Seguindo Ulysses Guimarães - turma do poire de pêra -, adotara a máxima: - É preciso ousar, pensar grande. Quem pensa pequeno, apequena-se. É preciso ser sol e não lua. Sol tem luz própria. Daí agir com ousadia, coragem e discernimento.

De todas as suas iniciativas, e não são poucas, pois foi Ministro da Ciência e Tecnologia, destaca-se, sem dúvida, a instalação da Escola do Ballet Bolshoi em Joinville. Feito memorável que ficará para a história. Ali, não importa a classe social, a origem, mais sim, o talento para a dança, para as artes.

Enquanto governador investiu na governabilidade. Na descentralização. E, ao constituir os Conselhos de Desenvolvimento Regionais e as Secretarias Regionais, incluiu a comunidade no processo de desenvolvimento. Escola alemã. Exercício de cidadania na prática.

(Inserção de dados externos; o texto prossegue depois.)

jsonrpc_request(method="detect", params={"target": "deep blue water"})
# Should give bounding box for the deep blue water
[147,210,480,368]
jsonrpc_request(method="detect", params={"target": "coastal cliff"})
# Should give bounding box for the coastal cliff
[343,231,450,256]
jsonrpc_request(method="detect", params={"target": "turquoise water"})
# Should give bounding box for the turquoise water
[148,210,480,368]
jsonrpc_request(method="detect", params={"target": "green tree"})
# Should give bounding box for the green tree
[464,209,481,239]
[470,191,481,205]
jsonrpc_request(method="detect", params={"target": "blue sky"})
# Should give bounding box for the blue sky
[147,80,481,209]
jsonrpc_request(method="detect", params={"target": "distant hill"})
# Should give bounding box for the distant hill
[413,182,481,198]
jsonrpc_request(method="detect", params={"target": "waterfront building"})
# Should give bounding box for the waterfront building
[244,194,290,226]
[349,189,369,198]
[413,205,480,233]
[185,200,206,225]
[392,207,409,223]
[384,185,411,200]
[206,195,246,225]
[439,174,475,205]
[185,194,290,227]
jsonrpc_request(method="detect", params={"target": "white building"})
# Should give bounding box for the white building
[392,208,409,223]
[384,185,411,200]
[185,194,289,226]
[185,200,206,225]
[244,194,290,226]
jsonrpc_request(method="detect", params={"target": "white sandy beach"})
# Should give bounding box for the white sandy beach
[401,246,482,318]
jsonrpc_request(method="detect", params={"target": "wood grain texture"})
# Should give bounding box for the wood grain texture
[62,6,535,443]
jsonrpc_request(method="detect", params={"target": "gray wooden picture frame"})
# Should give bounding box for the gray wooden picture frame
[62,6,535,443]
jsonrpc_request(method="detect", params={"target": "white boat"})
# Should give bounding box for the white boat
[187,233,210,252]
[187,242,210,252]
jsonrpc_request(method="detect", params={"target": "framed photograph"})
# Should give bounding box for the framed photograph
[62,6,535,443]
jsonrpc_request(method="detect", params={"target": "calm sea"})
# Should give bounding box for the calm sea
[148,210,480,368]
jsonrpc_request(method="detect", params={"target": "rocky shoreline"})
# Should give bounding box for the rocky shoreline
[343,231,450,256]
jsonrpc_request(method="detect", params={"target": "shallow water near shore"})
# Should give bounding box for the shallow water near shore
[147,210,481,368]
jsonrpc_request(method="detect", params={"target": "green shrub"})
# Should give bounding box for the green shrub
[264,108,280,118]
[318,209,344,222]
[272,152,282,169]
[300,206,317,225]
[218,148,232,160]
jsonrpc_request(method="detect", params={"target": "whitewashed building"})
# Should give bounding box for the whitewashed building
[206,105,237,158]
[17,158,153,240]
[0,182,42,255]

Visando incentivar a cultura e o esporte, investiu nos Centro de Eventos. E, por fim, a obra quem tanto o orgulhava: o asfaltamento de todos os acessos às cidades catarinenses. Fazia questão de destacar Timbó Grande, reduto remoto do Contestado.

Visionário antecipou-se, percebendo que a cultura era a bola da vez. E que a terra dos príncipes não podia ficar à deriva. Apreciava a frase de Victor Hugo: - Não há força que resista uma ideia cujo tempo chegou".

Alvissaras, eterno mestre! que como poucos reuniu em si as premissas e virtudes indispensáveis de todo o líder político: cabeça, coração e pernas devidamente articulados. Ou por outra: inteligência, sensibilidade social e disposição para trabalhar incansavelmente não importava se de dia ou de noite, sábado ou domingo. Verdadeiro sacerdócio.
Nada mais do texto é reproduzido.